6. Empire of Silence by Chrisopher Ruocchio
There’s a peculiar derangement that comes over many SF writers, where they suddenly start trying to squeeze a lifetime’s worth of fantasy tropes into their narrative starships. (Seriously, Peter F. Hamilton, just build another Dyson sphere and fill it it full of hostile aliens. Enough already!) But Ruocchio could mash up genres at the Olympics and have the dais to himself. He wins gold silver and bronze for the brilliant Sun Eater series, a head spinning stew of speculative future history, retrofuturist fantasy, and utterly entrancing recursive loops back through all some of the oldest memes in the history of story telling, all made new by Hadrian Marlowe, his creator-destroyer of imaginary worlds. You will lose yourself in these books and stay happily lost again and again.
7. Dragon Pearl by Yoon Ha Lee
Running away to find ourselves is as much as venerated myth of space opera as wayward starships and young heroes’ misadventure on the highest, most lawless frontier. Yoon Ha Lee retouches all your favorite archetypes with a Korean brush. A lovely introduction to space faring for the younger reader, his shape-shifting magical fox named Min, who presents as human to our unmagical eyes, strikes out from home to clear her brother’s name of a vile slander. Along the way she teams up with more supernatural allies, one of them a non binary goblin in the Space Cadets.

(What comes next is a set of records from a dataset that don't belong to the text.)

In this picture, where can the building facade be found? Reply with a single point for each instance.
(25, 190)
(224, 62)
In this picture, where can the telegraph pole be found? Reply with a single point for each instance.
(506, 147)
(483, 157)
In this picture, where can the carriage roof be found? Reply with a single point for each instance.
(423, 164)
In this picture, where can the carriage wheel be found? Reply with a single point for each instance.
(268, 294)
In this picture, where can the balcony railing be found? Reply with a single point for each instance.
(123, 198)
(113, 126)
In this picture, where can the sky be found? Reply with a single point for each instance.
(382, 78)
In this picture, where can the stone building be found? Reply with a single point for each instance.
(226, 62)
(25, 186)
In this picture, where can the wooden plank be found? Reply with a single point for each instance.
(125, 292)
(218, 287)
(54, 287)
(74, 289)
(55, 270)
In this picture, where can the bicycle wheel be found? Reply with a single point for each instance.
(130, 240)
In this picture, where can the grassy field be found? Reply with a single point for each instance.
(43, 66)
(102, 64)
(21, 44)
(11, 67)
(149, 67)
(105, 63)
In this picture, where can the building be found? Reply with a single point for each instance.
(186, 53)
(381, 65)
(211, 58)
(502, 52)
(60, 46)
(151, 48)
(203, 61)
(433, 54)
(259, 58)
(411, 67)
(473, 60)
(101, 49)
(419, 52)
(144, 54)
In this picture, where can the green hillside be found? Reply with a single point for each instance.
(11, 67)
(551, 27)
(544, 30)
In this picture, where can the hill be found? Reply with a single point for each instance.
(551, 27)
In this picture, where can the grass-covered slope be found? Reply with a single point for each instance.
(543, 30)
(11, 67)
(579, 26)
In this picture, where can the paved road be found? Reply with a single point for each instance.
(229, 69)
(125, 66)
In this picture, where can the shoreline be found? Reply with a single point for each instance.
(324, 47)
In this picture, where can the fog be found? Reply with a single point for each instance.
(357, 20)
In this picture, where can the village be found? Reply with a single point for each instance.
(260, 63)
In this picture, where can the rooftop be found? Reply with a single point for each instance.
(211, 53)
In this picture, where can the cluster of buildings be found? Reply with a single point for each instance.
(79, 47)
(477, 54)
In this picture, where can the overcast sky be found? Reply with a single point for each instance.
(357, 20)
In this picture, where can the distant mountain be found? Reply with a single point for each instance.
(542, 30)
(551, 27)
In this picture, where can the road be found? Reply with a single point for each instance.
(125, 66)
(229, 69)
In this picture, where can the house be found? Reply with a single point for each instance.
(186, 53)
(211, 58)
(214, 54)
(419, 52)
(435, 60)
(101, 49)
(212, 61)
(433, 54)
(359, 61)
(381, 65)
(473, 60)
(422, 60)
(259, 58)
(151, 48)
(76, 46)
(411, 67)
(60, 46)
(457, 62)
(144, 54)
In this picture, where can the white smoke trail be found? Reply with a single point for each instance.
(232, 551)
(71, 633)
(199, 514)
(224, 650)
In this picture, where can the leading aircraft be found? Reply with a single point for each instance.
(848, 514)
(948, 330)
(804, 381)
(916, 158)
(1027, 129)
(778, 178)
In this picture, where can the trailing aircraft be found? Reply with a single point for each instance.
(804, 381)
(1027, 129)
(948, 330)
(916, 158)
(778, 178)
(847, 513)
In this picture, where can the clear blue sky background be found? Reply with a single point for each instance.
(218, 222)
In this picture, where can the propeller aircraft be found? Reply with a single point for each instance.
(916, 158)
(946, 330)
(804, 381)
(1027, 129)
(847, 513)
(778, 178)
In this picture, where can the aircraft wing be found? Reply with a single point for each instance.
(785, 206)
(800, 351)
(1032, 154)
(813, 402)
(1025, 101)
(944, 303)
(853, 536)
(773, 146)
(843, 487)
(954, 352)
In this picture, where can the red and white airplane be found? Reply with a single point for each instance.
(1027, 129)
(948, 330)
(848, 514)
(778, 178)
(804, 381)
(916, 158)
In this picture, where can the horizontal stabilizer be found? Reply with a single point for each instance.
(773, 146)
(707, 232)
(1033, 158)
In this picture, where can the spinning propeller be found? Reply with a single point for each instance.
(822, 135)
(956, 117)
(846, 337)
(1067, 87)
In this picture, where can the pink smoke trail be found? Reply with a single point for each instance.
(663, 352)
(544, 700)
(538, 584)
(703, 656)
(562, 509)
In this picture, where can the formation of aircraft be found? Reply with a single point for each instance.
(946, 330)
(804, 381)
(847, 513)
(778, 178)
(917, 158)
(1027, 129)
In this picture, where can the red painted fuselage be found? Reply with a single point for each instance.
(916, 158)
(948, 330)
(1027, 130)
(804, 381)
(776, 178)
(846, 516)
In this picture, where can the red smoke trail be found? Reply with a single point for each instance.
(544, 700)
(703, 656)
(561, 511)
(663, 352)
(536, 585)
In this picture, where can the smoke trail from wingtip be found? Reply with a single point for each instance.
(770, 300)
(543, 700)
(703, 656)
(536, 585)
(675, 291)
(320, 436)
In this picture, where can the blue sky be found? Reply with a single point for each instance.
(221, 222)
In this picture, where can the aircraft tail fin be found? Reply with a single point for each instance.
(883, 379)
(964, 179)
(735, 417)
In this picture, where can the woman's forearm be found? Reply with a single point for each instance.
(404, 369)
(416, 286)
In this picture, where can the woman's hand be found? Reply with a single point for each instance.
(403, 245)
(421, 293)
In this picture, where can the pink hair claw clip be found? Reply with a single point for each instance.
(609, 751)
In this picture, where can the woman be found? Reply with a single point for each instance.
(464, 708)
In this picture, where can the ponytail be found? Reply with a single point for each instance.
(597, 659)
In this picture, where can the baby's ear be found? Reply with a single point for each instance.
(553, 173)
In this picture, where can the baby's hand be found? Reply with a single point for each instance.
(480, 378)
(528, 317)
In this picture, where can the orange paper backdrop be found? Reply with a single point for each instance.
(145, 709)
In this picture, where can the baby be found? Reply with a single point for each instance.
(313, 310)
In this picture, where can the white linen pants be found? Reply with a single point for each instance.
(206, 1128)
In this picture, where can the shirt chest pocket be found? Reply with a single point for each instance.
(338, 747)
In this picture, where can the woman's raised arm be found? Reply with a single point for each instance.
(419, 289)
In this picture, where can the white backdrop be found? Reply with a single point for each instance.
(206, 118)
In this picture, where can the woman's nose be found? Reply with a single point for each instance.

8. The Long Way to a Small, Angry Planet by Becky Chambers
A stand out example of the good things that can happen when you fundamentally disrupt long established publishing models, Becky Chambers did not walk the conventional path to her well deserved success. Long Way began life as a modest Kickstarter, looking for a lousy two and a half grand to fund a couple of months part-time writing. A year later, Hodder and Stoughton had acquired Chambers character-driven road trip through the galactic sublayer, and fans of quirky, humane SF had a new favorite in Rosemary Harper, a human of Mars, who leaves her leaves her home world as clerk of the tunnelling ship Wayfarer.
9. The Salvagers series by Alex White
Okay, yes, it starts with a magic car race. But it's very colorful magic, and a very exciting car race, and White is a supercool stylist who soon drags you into the search for A Big Ship at the Edge of the Universe. A misfit crew, a ship of legend, a universe in peril, all of the big boxes are ticked with big colorful technomagical pens. Boots Ellsworth, White’s washed up and not entirely trustworthy treasure hunter, and Nilah Brio, a brilliant racer framed for murder, make an engaging team as they heist, scheme, and copulate their way across the cosmos.
10. Noumenon by Marina J. Lostetter
In Lostetter’s audacious debut novel, teams of multi-cloned humans venture across cold space for eons to explore the far reaches of the outer galaxy. Recalling the dilemmas and paradoxes of FTL campaigning in The Former War, one team tentatively creeps on a mysterious and possibly threatening alien star, seeking clarification of any threat it might use to a human civilization that has most likely changed beyond all recognition at the other end of the time dilation effect.